Dans l’ombre du gaslighting ou les hantises de la manipulation mentale

« Mais non, tu n’es pas vraiment malade, tu inventes. » Cette phrase me poursuit depuis mes huit ans, si bien ancrée en moi que, dix-huit années plus tard, lorsqu’un mal de tête me frappe en pleine période de grippe, je me demande : est-ce que c’est vraiment vrai ou est-ce que je l’imagine ? Est-ce que je n’aurais pas une raison, sans m’en rendre compte, de m’inventer des symptômes ?

Gaslight – George Cukor (1947)

Article écrit par Nina Lachery

Cette phrase, c’est un membre de ma famille qui me l’a dite, plusieurs fois, quand j’étais petite. Une personne persuadée qu’en tant que fille de parents séparés, je ne pouvais vivre que dans le stress et le traumatisme.

Des années plus tard, quand j’ai expliqué à ce proche que je me posais toujours cette question, à chaque rhume, à chaque coup de mou, j’ai reçu pour réponse : « Je ne vois pas le problème, moi je disais ça comme ça, si tu es vraiment malade, tu le sais quand même. »  Et cette fois, au lieu d’être une menteuse, je devenais fautive de ne pas comprendre mon corps, fautive d’un doute semé en moi des années plus tôt. Un doute si bien implanté que je me perds parfois, en me demandant si mon corps n’est pas capable lui-même de me créer de la fièvre, par le simple pouvoir de mon inconscient.

Cette emprise, sorte de poison insidieux, je n’ai appris que des années plus tard qu’elle appartenait au gaslighting, et j’ai aussi compris alors qu’il pouvait aller bien plus loin que les petites remarques de mon enfance.

Le gaslighting, c’est une forme de manipulation mentale qu’une personne exerce sur une autre et qui entraîne une inexorable perte de confiance en soi ou en ses sens de la personne visée. Grâce au gaslighting, le manipulateur devient nécessaire à sa victime car c’est lui qui, dans l’histoire qu’il invente, détient le savoir de ce qui est vrai ou non. Dans mon cas, mon proche était donc la seule personne à pouvoir déceler une de mes “fausses” d’une de mes “vraies” maladies et à s’occuper de moi quoi qu’il en soit.

L’appellation en elle-même provient en réalité non pas d’un colloque de psychologues mais d’une pièce de théâtre : Gaslight, adaptée au cinéma notamment par George Cukor. Réalisé en 1944, le film Hantise relate l’histoire d’une femme (Ingrid Bergman) poussée lentement vers la folie par son mari (Charles Boyer). Il commence à lui faire douter de ce qu’elle a dit, entendu ou vu, et la conduit, étape par étape, à une perte de confiance en sa propre mémoire, allant jusqu’à lui donner l’impression qu’elle a des hallucinations.

Comme c’est le cas dans ce film, dans la réalité on dénombre de nombreux cas de gaslighting au sein de couples.
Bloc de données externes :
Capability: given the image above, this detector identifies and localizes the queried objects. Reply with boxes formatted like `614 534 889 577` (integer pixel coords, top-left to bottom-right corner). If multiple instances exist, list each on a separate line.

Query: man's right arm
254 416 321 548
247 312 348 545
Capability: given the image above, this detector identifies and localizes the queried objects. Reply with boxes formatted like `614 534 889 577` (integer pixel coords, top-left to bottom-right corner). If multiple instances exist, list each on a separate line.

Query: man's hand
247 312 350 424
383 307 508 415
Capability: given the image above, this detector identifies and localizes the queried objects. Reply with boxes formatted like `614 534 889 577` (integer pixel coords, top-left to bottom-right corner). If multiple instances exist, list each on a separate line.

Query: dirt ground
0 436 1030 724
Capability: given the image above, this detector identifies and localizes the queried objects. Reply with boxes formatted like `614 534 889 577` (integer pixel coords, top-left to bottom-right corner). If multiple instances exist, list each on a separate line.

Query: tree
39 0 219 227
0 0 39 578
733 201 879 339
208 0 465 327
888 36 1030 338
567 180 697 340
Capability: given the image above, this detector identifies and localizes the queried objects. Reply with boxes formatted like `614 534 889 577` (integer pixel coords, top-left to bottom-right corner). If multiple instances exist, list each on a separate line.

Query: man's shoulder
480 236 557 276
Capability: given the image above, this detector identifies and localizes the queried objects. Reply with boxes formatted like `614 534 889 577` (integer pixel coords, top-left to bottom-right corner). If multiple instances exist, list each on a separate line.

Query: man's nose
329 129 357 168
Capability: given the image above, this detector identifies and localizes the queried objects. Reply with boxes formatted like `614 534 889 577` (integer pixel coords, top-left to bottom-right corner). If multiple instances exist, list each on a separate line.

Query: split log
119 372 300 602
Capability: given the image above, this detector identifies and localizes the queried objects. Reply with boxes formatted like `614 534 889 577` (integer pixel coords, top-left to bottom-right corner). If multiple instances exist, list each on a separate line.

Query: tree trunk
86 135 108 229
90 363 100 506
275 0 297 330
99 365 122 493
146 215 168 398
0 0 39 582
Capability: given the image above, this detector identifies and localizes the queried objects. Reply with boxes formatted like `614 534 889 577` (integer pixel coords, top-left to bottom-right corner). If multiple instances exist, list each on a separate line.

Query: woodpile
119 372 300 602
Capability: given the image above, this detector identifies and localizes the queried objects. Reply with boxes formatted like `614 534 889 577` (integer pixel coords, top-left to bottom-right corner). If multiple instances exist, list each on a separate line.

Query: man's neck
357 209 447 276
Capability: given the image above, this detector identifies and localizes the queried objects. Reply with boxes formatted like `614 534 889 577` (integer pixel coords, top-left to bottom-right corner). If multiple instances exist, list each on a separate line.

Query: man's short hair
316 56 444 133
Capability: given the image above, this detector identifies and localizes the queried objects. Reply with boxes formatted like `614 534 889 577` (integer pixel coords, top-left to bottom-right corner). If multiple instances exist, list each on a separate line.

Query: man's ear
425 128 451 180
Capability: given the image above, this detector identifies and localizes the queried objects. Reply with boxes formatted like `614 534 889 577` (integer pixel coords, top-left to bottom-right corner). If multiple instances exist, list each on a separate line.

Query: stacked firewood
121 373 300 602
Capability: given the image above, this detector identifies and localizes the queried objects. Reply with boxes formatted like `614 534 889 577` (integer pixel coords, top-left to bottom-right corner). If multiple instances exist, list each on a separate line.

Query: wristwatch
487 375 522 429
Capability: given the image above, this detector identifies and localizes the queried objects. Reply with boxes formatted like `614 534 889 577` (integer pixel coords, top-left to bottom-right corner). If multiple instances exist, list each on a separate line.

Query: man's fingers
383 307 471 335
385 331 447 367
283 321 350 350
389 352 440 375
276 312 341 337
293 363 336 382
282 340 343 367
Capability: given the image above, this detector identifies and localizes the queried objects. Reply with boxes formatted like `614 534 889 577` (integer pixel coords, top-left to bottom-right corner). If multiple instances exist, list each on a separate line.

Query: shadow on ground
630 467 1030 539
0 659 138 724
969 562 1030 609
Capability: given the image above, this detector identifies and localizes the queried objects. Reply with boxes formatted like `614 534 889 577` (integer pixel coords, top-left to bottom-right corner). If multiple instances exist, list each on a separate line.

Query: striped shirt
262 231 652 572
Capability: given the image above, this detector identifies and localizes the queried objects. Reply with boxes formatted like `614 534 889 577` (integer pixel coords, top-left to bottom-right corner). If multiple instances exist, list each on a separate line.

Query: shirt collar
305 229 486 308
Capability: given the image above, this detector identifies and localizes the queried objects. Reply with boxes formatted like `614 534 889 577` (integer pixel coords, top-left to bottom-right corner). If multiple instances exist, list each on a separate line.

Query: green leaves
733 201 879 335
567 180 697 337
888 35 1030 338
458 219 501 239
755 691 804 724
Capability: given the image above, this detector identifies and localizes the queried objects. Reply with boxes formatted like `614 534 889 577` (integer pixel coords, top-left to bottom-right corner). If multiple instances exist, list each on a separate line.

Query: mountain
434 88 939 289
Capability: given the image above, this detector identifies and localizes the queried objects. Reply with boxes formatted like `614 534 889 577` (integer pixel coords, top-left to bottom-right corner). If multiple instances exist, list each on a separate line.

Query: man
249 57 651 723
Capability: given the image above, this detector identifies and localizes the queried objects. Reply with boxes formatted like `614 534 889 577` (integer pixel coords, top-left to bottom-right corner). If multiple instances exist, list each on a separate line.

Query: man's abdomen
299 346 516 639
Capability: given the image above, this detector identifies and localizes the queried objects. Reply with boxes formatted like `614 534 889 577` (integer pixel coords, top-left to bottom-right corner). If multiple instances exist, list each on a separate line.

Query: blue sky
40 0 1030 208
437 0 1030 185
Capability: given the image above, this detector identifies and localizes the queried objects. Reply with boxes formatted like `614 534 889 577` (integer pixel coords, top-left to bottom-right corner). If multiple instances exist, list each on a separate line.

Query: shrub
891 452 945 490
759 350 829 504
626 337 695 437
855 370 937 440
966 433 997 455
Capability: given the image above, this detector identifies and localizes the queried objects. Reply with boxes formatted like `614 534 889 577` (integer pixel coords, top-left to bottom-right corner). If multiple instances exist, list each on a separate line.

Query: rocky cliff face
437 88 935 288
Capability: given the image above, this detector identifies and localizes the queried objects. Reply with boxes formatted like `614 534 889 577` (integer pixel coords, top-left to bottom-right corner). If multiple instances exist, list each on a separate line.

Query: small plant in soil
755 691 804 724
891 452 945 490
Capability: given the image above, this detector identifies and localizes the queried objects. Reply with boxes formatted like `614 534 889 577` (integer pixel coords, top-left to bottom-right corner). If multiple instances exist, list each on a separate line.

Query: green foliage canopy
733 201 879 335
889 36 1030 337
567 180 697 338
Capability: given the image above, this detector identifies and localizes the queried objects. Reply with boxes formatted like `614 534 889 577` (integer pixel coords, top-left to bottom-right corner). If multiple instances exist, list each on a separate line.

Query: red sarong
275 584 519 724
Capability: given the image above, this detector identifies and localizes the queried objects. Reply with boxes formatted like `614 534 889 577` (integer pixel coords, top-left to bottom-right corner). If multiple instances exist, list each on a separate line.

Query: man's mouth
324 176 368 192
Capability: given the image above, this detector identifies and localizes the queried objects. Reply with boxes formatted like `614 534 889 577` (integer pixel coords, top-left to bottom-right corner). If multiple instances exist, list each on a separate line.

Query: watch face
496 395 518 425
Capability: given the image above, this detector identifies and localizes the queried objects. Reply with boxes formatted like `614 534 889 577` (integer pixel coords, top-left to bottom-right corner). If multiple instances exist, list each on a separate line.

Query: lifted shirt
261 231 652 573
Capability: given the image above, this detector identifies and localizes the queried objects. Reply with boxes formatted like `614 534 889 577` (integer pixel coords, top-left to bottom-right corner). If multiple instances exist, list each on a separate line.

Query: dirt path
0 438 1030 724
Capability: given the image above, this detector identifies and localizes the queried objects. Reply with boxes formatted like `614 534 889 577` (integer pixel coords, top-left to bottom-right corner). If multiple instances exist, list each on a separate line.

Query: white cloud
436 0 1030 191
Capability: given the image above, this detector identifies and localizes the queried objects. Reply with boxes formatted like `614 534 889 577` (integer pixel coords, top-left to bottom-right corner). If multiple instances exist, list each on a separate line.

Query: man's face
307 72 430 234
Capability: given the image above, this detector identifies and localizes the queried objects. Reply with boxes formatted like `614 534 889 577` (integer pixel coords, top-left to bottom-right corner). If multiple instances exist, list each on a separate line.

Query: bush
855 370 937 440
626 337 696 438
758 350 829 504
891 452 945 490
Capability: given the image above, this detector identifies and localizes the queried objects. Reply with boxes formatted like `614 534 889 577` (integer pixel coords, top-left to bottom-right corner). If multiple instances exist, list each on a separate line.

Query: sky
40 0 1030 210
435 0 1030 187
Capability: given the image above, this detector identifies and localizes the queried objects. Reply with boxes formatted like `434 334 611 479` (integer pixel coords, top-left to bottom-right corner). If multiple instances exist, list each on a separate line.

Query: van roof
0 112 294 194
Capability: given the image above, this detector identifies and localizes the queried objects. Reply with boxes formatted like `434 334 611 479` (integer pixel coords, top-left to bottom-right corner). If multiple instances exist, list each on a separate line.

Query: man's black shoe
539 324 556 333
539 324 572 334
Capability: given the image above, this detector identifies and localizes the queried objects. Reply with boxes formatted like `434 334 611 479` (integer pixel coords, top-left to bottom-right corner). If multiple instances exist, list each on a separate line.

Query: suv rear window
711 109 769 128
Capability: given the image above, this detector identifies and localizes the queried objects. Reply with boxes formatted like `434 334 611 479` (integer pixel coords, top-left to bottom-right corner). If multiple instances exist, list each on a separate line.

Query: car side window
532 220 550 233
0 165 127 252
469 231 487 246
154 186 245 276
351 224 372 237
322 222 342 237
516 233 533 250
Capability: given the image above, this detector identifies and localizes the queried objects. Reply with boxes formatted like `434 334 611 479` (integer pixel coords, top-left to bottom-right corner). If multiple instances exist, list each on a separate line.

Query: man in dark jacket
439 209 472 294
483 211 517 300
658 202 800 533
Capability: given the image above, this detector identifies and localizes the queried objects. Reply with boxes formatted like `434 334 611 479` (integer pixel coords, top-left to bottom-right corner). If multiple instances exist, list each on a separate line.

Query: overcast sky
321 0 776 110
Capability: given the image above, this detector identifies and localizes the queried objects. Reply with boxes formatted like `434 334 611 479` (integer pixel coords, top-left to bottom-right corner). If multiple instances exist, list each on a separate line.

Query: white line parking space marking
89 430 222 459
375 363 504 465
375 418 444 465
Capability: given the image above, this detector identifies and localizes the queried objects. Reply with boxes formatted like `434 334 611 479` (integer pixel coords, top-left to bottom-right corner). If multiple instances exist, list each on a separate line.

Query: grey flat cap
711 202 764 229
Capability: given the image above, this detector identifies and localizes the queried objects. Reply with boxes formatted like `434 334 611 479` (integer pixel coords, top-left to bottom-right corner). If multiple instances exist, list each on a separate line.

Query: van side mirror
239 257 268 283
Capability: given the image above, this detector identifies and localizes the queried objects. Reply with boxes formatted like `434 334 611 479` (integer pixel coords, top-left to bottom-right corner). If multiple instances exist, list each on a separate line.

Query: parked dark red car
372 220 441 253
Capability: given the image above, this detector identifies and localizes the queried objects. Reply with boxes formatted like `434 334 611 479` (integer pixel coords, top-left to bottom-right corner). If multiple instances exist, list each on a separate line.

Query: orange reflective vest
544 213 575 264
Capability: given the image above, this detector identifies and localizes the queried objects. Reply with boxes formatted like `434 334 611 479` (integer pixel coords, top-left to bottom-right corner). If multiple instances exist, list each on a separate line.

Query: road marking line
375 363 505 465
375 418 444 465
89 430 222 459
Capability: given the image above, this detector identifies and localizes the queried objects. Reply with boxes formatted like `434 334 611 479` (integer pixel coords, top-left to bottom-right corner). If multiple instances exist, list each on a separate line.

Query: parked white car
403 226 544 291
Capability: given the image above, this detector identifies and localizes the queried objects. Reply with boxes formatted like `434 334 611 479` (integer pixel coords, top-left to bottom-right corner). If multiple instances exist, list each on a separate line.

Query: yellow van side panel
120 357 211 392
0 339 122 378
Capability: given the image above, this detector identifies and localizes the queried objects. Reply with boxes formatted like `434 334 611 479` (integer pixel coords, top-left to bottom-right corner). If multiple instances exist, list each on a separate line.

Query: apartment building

Cette manipulation peut aussi s’épanouir dans une relation familiale, la seule variable étant qu’il s’agisse d’une relation initialement basée sur la confiance. Petit à petit, le manipulateur prend la main sur sa victime, déséquilibrant la relation. Il me semble, depuis que je connais l’existence du Gaslighting (aussi appelé « détournement cognitif » au Québec) que j’esquive mieux les relations où il pourrait se glisser.

Il est parfois difficile de savoir si on a été ou non victime de gaslighting, si tout n’est pas dans le souvenir flou que l’on a des choses. Lors de la rédaction de mes premiers brouillons pour cet article je pensais parler de ce copain qui niait toujours ses paroles envers moi, jurant ne jamais les avoir dites. En cherchant à exprimer ce qu’il avait tenté de faire, mettant en doute mes paroles, mes souvenirs, m’affublant du rôle de la « méchante » quand je ne cherchais qu’à discuter, je me suis rendue compte qu’il avait été suffisamment efficace pour me glisser entre les mains. Comme rien n’est frontal dans le gaslighting et que tout porte sur l’idée que notre imagination nous joue des tours, comment être totalement sûrs que ces choses se sont bien passées comme ça ? Aujourd’hui encore, suis-je seulement capable d’assurer qu’à huit ans j’étais bien malade ?

Si les marques des manipulations passées existent et qu’on a souvent du mal à s’en défaire, il est important de réussir à en parler. Si j’essaye de mettre en garde le plus de monde et que je signale les grands traits du gaslighting dans cet article, c’est aussi pour qu’on puisse le reconnaître quand il survient, et le déjouer avant qu’il ne laisse des traces. On applaudira encore et toujours les bienfaits de la communication.